Oczy (czy raczej obiektywy ) całej Polski skierowane były wczoraj na Pałac Prezydencki, a konkretnie na stojący przed nim krzyż. Krzyż postawiony w spontanicznym odruchu bezpośrednio po katastrofie smoleńskiej nie wiedzieć kiedy stał się symbolem walki „uciemiężonego narodu” z „okupacyjnymi władzami”.

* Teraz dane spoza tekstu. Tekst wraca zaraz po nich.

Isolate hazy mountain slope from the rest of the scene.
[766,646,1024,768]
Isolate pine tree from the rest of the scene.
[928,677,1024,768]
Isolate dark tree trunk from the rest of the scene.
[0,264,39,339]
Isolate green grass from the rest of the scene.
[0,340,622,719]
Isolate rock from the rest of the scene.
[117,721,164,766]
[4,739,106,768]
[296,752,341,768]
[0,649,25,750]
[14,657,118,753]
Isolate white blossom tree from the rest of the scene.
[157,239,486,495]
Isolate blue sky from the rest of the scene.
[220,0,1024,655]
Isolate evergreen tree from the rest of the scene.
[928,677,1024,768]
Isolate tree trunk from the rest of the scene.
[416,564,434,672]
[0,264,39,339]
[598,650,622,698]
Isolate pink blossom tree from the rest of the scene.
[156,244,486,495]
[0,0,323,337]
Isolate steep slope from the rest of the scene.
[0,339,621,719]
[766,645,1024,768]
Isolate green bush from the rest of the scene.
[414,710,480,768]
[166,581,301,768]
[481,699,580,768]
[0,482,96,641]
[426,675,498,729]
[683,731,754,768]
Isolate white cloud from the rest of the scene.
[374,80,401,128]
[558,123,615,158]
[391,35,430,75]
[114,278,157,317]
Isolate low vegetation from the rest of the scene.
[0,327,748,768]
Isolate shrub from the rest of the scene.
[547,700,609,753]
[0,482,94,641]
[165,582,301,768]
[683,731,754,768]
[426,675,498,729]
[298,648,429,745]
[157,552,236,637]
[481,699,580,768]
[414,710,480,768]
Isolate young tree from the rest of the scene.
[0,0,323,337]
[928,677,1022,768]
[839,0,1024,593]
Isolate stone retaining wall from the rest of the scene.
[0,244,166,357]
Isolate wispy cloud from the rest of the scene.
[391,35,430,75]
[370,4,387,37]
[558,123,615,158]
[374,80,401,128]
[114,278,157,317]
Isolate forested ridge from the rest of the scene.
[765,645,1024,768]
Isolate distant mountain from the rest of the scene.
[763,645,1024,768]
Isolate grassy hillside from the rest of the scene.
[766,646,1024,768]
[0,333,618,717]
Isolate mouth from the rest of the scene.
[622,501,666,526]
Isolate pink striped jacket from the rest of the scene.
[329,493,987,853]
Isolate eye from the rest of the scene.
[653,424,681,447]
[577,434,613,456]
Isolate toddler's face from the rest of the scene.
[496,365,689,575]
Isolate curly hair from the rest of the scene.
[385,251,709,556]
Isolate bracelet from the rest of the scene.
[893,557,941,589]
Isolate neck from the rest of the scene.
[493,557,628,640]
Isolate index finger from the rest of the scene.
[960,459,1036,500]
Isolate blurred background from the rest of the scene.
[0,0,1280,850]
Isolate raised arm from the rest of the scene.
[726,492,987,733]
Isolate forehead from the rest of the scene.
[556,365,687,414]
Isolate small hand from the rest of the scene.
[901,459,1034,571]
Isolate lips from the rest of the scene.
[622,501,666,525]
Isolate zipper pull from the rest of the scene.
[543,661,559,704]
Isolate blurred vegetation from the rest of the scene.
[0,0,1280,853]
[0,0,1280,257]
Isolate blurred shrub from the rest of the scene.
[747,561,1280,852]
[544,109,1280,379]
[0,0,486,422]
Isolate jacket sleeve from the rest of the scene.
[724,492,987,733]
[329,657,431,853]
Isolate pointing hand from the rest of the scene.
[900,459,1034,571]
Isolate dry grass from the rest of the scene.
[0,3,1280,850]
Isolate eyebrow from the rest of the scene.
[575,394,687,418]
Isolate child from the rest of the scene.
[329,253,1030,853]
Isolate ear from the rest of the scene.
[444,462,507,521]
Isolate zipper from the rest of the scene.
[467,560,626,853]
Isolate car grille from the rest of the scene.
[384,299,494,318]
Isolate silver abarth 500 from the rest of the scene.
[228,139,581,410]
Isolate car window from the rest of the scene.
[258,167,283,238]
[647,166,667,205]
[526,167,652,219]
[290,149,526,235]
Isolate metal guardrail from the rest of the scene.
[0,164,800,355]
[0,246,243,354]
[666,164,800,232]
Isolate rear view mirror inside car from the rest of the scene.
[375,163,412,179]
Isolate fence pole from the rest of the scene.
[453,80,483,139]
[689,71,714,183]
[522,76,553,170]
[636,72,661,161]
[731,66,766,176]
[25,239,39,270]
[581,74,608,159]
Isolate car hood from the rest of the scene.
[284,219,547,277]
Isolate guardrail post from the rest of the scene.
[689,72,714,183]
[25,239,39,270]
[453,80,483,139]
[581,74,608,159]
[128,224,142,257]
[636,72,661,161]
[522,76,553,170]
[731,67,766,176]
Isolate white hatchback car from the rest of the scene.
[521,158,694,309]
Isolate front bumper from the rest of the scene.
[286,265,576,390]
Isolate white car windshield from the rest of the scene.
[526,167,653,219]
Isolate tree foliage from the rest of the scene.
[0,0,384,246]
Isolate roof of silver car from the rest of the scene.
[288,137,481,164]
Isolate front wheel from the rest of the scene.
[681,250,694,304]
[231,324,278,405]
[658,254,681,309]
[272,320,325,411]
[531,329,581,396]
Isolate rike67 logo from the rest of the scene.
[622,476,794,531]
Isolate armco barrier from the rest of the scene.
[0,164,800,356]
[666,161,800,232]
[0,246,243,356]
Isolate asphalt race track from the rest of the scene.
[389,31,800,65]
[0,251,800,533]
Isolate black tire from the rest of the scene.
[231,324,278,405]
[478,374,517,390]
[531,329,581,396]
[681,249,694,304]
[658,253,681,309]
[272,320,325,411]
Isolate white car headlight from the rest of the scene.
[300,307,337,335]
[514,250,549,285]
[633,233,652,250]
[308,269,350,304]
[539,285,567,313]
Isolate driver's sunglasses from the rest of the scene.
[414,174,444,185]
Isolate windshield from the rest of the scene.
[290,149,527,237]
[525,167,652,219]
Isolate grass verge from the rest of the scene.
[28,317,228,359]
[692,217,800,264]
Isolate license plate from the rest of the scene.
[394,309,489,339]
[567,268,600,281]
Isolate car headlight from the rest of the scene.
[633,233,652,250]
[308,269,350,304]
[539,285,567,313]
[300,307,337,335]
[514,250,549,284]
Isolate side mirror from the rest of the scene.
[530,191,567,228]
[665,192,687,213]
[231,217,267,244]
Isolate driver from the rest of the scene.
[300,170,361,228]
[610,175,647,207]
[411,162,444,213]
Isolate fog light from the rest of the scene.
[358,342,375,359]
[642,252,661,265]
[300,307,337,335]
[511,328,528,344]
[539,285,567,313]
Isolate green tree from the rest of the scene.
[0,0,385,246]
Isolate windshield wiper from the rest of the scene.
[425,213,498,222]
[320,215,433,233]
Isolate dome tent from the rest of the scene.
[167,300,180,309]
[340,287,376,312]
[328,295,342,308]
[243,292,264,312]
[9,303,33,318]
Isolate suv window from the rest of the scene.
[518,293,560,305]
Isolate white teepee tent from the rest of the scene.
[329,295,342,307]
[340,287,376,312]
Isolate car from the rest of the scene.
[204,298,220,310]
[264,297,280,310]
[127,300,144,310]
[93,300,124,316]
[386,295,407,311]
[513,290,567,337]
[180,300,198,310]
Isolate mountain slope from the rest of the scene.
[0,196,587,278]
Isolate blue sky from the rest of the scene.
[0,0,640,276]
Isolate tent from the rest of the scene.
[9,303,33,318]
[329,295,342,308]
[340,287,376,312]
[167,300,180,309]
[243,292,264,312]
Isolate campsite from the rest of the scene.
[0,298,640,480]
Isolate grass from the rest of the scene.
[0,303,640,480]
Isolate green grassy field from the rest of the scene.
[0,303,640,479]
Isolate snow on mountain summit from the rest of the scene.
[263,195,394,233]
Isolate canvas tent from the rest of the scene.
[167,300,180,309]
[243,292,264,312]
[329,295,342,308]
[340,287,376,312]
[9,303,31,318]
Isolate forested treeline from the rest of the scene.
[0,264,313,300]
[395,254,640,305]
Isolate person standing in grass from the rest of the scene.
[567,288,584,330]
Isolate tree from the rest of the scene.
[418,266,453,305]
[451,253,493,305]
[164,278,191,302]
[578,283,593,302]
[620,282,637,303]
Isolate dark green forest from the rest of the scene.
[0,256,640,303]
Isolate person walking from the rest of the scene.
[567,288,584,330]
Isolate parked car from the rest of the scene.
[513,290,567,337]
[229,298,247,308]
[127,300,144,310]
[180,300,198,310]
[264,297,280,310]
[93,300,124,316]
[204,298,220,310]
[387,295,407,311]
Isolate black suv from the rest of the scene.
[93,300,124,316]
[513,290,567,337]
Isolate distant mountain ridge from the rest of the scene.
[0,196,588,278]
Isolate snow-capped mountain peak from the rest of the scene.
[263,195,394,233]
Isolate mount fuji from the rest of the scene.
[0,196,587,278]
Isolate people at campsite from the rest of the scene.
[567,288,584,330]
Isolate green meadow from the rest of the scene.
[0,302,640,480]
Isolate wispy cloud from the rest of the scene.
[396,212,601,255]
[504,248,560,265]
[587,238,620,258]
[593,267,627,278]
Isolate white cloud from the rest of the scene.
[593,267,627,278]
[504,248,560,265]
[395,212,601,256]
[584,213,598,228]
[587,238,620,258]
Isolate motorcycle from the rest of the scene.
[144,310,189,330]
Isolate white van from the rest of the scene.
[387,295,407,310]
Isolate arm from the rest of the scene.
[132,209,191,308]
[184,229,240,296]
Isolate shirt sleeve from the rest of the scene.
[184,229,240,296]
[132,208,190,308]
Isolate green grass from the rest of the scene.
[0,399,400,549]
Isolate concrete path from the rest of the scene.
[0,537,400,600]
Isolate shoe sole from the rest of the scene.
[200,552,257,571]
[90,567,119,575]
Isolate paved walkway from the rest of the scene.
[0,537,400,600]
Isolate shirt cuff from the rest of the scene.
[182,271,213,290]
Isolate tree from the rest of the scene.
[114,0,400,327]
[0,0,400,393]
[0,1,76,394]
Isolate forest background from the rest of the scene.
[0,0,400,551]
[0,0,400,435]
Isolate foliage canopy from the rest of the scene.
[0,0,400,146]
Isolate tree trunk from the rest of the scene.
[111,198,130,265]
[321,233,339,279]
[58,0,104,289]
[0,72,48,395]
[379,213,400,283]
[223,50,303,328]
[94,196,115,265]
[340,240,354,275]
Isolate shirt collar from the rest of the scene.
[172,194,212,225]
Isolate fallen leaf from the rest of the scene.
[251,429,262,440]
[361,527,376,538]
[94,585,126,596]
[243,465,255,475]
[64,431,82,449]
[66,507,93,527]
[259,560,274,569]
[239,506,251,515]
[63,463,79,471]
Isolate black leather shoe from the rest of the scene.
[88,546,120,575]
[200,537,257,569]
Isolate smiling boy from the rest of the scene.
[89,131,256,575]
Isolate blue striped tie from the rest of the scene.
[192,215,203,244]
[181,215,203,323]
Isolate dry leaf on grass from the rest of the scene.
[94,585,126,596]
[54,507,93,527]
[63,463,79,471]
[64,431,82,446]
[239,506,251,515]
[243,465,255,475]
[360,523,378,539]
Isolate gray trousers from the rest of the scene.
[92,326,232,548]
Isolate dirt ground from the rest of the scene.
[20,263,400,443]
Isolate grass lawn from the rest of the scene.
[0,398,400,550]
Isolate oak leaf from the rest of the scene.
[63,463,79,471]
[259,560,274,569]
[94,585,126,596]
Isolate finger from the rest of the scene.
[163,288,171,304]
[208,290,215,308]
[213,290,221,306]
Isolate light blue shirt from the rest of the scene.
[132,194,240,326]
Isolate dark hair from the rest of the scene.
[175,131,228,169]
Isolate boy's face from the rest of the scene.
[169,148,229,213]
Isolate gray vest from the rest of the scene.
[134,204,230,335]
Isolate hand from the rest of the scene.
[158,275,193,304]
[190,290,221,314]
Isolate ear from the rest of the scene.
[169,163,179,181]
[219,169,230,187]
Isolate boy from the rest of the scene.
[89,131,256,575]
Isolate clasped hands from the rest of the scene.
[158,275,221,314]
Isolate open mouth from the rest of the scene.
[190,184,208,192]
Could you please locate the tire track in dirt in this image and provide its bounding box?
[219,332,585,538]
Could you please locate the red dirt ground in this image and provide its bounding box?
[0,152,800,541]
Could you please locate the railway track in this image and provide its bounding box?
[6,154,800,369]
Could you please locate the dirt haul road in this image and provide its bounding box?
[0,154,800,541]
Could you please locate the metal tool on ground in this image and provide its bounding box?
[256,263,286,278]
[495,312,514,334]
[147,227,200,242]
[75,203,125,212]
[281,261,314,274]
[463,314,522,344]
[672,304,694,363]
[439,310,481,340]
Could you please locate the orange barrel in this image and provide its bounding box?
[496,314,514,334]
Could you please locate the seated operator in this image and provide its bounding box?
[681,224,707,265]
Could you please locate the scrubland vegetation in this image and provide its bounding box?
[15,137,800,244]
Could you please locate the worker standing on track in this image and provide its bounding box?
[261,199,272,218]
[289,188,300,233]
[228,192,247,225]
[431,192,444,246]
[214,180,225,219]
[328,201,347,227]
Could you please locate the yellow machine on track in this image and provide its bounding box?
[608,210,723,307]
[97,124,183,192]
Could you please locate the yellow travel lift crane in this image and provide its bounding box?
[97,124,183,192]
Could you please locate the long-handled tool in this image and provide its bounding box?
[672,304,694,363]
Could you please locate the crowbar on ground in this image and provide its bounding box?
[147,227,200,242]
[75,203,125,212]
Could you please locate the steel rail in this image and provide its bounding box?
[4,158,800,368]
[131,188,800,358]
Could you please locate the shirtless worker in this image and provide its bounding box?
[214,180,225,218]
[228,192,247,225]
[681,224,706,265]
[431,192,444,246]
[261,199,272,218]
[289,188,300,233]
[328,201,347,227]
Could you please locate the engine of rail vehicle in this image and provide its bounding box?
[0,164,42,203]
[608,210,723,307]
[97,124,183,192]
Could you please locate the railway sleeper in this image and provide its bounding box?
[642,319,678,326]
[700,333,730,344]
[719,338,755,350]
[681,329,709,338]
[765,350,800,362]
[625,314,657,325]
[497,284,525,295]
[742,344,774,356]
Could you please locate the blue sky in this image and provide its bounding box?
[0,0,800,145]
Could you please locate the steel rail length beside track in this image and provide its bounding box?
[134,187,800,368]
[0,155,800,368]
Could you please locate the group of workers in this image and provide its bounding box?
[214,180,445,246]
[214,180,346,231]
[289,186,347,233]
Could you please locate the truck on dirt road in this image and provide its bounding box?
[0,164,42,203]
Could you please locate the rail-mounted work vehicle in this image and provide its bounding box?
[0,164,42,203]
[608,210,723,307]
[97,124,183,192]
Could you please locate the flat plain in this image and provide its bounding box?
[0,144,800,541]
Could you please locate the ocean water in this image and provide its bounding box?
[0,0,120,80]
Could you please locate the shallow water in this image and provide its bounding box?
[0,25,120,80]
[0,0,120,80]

Uciemiężony naród (nazywający siebie Obrońcami Krzyża) uznał, że przeniesienie krzyża do kościoła, jest krzywdą największą, jaka może spotkać może krzyż, uciemiężony naród i kościół w końcu. Uciemiężony naród Obrońców Krzyża postanowił zebrać się o 13 i krzyża nie oddać. Zapobiegliwi spośród obrońców przygotowali na wszelki wypadek krzyż (krzyże?) zamienne, a wypadek gdyby tego pierwszego obronić się jednak nie dało. Na temat obyczajowości i sposobu działania uciemiężonego narodu Obrońców Krzyża można napisać wiele, ale mnie zastanowiło co innego. Jaka jest kondycja państwa polskiego?
Mamy bowiem sytuację, w której pewna zorganizowana i zdeterminowana mniejszość przeciwstawia się decyzji państwa w sprawie, oględnie mówiąc, niekonstytucyjnej wagi, ale podejmowanej na najwyższych jego szczeblach. Decyzja ta jest jak się wydaje starannie przygotowana, przemyślana, skonsultowana z Kościołem, przygotowano oprawę godną i celebrę doskonałą. Po czym pojawia się zdeterminowana grupa kilkunastu przedstawicieli opisywanej wyżej mniejszości i. I ośmiesza polskie prawo, państwo i jego organy porządkowe. Kilkanaście zdeterminowanych osób, przy wsparciu kilkuset osób kibicującej publiczności jest w stanie zatrzymać działania 40 – milionowego kraju – członka Unii Europejskiej i NATO. Działania tej grupki miały wszelkie znamiona wymuszania w sposób pozaprawny, może terroryzm to za duże słowo – ale chyba daleko nie jest.
Nie umiem zrozumieć, dlaczego nie przeprowadzono szybkiej akcji usunięcia przedstawicieli mniejszości spod pałacu. Nie rozumiem dlaczego nie przeniesiono krzyża do kościoła, gdzie byłoby godne dla niego miejsce. Chcę żyć w państwie, w którym prawa i poglądy mniejszości są szanowane i uwzględniane – mniejszości narodowych, seksualnych, wyznaniowych – każdej innej, z mniejszością „Obrońców krzyża” włącznie. Ale nie chcę państwa, które daje się sterroryzować kilkunastoosobowej grupce fanatyków, w którym wysoki urzędnik w randze ministra nie wykonuje swoich zadań, ponieważ przestraszył się histerycznych okrzyków.
Rząd wykazał się kompletną słabością. Stworzony został groźny precedens, nie tylko w kontekście krzyża – który z każdym dniem trudniej będzie usunąć – lecz przede wszystkim wskazując grupkom fanatyków skuteczną drogę realizacji ich przeróżnych pomysłów i roszczeń.